Over the past twenty years, a number of prior artworkers have endeavored to understand and/or solve the performance problems associated with the use of KTP and especially PPKTP for frequency conversion and other optical processes. The approaches have involved varying the crystal formation conditions, and/or treatment of the KTP crystal. To date, none of these approaches have proved wholly successful.
It seems clear that part of the problem prior artworkers have encountered in solving the KTP and PPKTP crystal degradation problem has been disagreement as to the mechanism, or more likely mechanisms, involved in such degradation. See, for example, “Nuclear Instruments and Methods in Physics Research” B, 141, pp 472–476 (1998); and J. Appl. Physics 87, 12, pp 8682–8687 (2000). At least some of the prior artworkers have postulated that the damage susceptibility of the PPKTP is due to deviation from stoichiometry (i.e., Potassium ion vacancies) in the crystal lattice. Hence, early workers tried annealing the crystal at the very high temperatures at which there would presumably be some mobility on the part of atoms present in the crystal lattice, in an effort to achieve a more uniform stoichiometry throughout the crystal. Other workers have investigated the effect of potassium non-stoichiometry on the crystal Curie temperature after high temperature (970° C.) heating in air, Appl. Phys. Lett. 67 (13) pp 1941–1943 (1995). Heating a KTP crystal in dry oxygen at 800° C., prior to poling to form PPKTP, has been reported to increase absorption at a wavelength of 500 nm., J. Appl. Phys. 73 (7), 2705 (1992), but conversely, heating in a wet Oxygen atmosphere at 800° C. is said to provide an improved crystal. Still other workers have suggested that synthesis of KTP in an Oxygen atmosphere affords a crystal having a stronger second-harmonic generation (SHG) signal, Solid State Comm. 91, 9, pp 757–759 (1994). However, later workers reported an improvement in transmission in the range 400–550 nm by growing the KTP crystals in an oxygen deficient ambient atmosphere, Appl. Phys. Lett. 69,(8) pp 1032–1034 (1996). The following review article describes much of the currently published literature on KTP and PPKTP: M. N. Satyanarayan, A. N. Deepthy and H. L. Bhat “Potassium Titanyl Phosphate and Its Isomorphs: Growth, Properties, and Applications”, Critical Reviews in Solid State and Materials Sciences, 24, 2, (1999), pp 103–189.

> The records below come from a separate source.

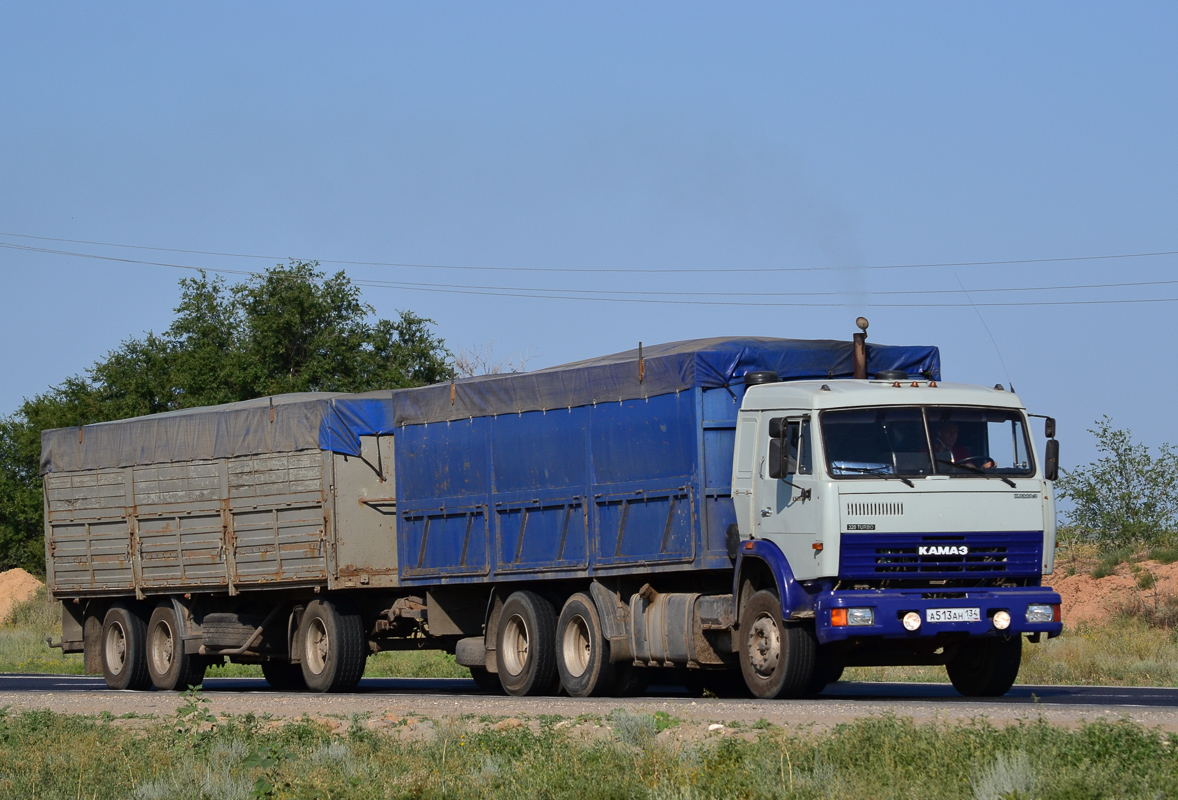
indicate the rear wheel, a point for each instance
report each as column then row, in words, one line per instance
column 582, row 652
column 776, row 659
column 335, row 648
column 283, row 676
column 986, row 667
column 124, row 649
column 167, row 665
column 525, row 645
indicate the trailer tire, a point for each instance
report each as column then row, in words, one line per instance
column 124, row 648
column 171, row 669
column 582, row 650
column 775, row 658
column 986, row 667
column 335, row 647
column 525, row 646
column 283, row 676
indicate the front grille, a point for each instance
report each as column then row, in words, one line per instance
column 944, row 556
column 908, row 560
column 874, row 509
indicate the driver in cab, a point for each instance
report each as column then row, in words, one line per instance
column 946, row 448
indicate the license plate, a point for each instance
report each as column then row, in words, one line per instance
column 953, row 615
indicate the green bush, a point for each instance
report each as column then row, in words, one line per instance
column 1127, row 497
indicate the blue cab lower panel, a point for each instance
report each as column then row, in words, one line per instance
column 889, row 607
column 614, row 488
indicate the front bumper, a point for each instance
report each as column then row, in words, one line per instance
column 891, row 605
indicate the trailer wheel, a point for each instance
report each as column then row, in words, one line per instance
column 283, row 676
column 124, row 649
column 986, row 667
column 335, row 647
column 525, row 645
column 582, row 652
column 776, row 659
column 170, row 667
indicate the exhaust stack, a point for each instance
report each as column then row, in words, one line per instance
column 859, row 355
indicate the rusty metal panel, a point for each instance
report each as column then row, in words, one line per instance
column 365, row 515
column 91, row 555
column 93, row 494
column 182, row 550
column 284, row 543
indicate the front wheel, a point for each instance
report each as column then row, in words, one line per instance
column 170, row 667
column 125, row 649
column 335, row 648
column 582, row 650
column 525, row 645
column 776, row 659
column 986, row 667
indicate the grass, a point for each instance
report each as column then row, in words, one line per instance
column 196, row 755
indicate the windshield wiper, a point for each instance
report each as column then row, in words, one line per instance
column 980, row 471
column 875, row 470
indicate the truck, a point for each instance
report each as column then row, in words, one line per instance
column 748, row 515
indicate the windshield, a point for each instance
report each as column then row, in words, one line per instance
column 913, row 442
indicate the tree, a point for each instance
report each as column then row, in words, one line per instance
column 289, row 329
column 1127, row 496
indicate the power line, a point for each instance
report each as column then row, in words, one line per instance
column 616, row 270
column 660, row 297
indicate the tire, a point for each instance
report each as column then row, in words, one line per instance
column 487, row 680
column 283, row 676
column 986, row 667
column 525, row 646
column 335, row 648
column 125, row 648
column 776, row 659
column 171, row 669
column 582, row 652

The extensive studies of KTP and/or PPKTP, only a few of which have been referred to above, while doubtless of scientific interest, have not provided a viable procedure for providing a KTP crystal and, in particular, a PPKTP crystal, which has a significantly reduced tendency to develop one or more of the previously enumerated problems, e.g., gray tracking, astigmatism, and other beam quality degradation when subjected to optical radiation for an extended period of service.